Optimal pumping rates of wells 1 and 6, with respect to pipe diameter D

Our aim is to investigate the effect of: a) the relative magnitude of si and hfi and b) differences in δi values, on the optimal qi distribution. We use the diameter of pipes as a parameter; to facilitate comparisons, we assume that all network pipes have the same diameter.

In the following, three cases (A, B, C) are discussed. The respective optimal qi distributions appear in Table 2, together with the two limiting cases LC1 and LC2. In LC1, friction losses in the pipe network are neglected, as in Katsifarakis (2008). In LC2, we take into account friction losses in the pipe network only, as discussed in Section 3 of this paper.

Table 2 Optimal well flow rates for all cases (in l/s)

In case A, a large pipe diameter is used (D = 2 m) for all pipes, rendering the contribution of friction losses very small, compared to the hydraulic head level drawdowns si at the wells. Moreover, the flow rates of we1 and we2 are set to 0, namely all δi are equal to each other and can be neglected. The results for the pumping rates are shown in Table 2. They are practically identical to those of case LC1 and lead to equal si values at the wells.

In cases B and C the pipe diameter is D = 0.4 m. In case B the flow rates of the extra wells we1 and we2 are zero, while in case C qe1 = 0.1 m3/s and qe2 = 0.4 m3/s, resulting in different δi values. Results appear again in Table 2.

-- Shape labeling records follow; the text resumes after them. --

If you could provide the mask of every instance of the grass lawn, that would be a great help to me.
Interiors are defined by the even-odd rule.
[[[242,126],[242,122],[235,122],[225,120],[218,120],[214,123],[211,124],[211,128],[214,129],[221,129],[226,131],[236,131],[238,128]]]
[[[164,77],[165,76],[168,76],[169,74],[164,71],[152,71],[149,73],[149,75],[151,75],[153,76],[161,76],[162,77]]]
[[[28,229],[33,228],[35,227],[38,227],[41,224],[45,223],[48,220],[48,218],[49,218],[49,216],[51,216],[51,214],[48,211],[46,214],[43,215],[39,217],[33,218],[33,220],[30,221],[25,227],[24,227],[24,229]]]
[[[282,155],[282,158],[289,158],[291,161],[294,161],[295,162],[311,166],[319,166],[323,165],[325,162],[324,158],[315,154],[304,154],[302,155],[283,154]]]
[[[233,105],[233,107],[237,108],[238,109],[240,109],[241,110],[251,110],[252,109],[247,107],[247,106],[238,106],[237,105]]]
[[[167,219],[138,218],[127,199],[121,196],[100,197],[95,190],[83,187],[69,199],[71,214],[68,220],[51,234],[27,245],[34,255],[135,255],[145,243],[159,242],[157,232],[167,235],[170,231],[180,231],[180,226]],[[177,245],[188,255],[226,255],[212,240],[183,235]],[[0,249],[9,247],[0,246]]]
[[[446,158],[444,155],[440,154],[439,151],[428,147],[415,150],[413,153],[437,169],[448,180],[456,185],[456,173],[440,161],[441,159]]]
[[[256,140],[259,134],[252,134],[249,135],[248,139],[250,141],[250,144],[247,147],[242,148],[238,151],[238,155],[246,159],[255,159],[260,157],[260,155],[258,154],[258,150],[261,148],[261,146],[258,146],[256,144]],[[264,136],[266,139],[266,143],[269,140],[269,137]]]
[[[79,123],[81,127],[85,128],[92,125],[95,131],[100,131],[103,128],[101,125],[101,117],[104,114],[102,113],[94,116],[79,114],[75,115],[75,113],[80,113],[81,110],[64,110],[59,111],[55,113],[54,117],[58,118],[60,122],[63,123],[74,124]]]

Comparing results of Case B with those of case A, we see that differences are smaller than 2.5%, with the exception of the flow rate of w3, which is close to the tank and is directly connected to it.

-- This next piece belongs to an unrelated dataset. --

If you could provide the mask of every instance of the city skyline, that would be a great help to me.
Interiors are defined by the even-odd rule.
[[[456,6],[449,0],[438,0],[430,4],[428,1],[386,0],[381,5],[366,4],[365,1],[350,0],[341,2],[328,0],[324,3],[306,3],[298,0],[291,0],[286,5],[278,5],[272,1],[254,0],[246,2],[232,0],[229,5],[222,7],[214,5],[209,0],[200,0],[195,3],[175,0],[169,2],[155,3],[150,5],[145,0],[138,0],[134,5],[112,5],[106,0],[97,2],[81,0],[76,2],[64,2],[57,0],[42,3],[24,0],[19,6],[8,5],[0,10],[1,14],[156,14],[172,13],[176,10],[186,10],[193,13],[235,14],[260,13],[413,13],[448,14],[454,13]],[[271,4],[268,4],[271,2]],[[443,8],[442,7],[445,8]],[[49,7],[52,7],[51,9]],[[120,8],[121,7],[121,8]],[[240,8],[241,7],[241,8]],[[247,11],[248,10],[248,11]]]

Comparing results of case C with those of case B, we see that the flow rates of the wells w4 and w5 are substantially smaller, for the following reason: These wells are closer than the others to the “extra” well we2; consequently, δ4 and δ5 are larger than the others in case C.

Finally, to illustrate the effect of the relevant magnitude of si and hfi, we have produced Fig. 4. It displays the change of optimal flow rates of wells w1 and w6 (the closest and the more distant from the tank) with respect to the diameter of the pipe network.

6 Conclusions

In this paper, we have investigated the minimization of the total cost to pump a given flow rate qtot from any number n of wells up to a central water tank, taking into account friction losses in the pipe network. Regarding the groundwater flow, we have considered steady state flow in infinite or semi-infinite aquifers, to which the method of images applies. Additional regional groundwater flow can be taken into account, too. Regarding the pipe network that carries water from the wells to the central tank, it can include junctions at the locations of the wells only.

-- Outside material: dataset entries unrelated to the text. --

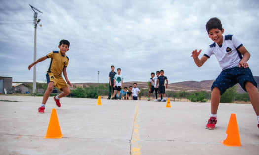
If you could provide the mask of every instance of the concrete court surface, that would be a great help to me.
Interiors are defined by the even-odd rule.
[[[259,155],[259,129],[251,104],[220,104],[214,130],[205,129],[210,103],[0,96],[0,155]],[[44,139],[52,108],[64,136]],[[224,139],[236,115],[241,146]]]

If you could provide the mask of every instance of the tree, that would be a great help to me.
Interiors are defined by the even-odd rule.
[[[226,89],[225,93],[221,95],[220,102],[229,103],[234,102],[235,97],[237,94],[237,92],[236,92],[237,89],[237,87],[235,85]]]

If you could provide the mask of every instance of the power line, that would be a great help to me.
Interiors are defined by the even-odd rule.
[[[15,22],[15,21],[33,21],[33,20],[0,20],[0,22]]]

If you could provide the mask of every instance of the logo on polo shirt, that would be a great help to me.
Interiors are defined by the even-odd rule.
[[[229,54],[233,52],[233,51],[232,51],[232,49],[231,49],[231,48],[227,47],[226,48],[226,52],[227,52],[227,54]]]

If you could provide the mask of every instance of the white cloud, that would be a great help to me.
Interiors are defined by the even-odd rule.
[[[0,4],[0,23],[32,23],[29,4],[42,11],[37,18],[43,26],[37,29],[37,59],[58,50],[60,40],[69,40],[67,72],[72,82],[96,82],[98,71],[99,81],[107,82],[114,65],[126,82],[146,81],[151,72],[163,69],[171,83],[214,79],[221,72],[215,57],[201,68],[190,57],[195,49],[202,49],[203,55],[212,43],[205,25],[217,17],[225,34],[237,36],[250,52],[248,62],[253,75],[259,76],[259,2],[212,2],[5,0]],[[33,71],[27,68],[33,60],[33,24],[0,24],[0,76],[32,81]],[[45,79],[49,62],[37,65],[37,81]]]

Splitting the objective function K1tot, which is proportional to the total pumping cost, in 3 terms, we have derived a new analytical expression (Eq. 3.5) that holds at the critical points of the cost function. Qualitatively, it states that hydraulic head level drawdowns si in the aquifer should be smaller at pumping wells that require higher hydraulic head Hfsi to overcome friction losses in the pipe network.

Then, based on the aforementioned formula, we have produced a system of n equations and n unknowns, to calculate the sets of well flow rates that correspond to the critical points of the total cost function. The n-1 equations are 2nd degree polynomials, described by Eq. (3.5). The remaining equation is linear, expressing that the sum of well flow rates must be equal to qtot. The solution of the system can be achieved by means of commercial solvers.

While the maximum number of solutions is 2(n-1), we have concluded that there is only one feasible solution, that minimizes K1tot. This solution can be quite different from the analytical solution, obtained by neglecting the head losses in the pipe network, as indicated in the illustrative examples. Generally, that analytical solution tends to underestimate the flow rates of wells, which are directly connected to the tank.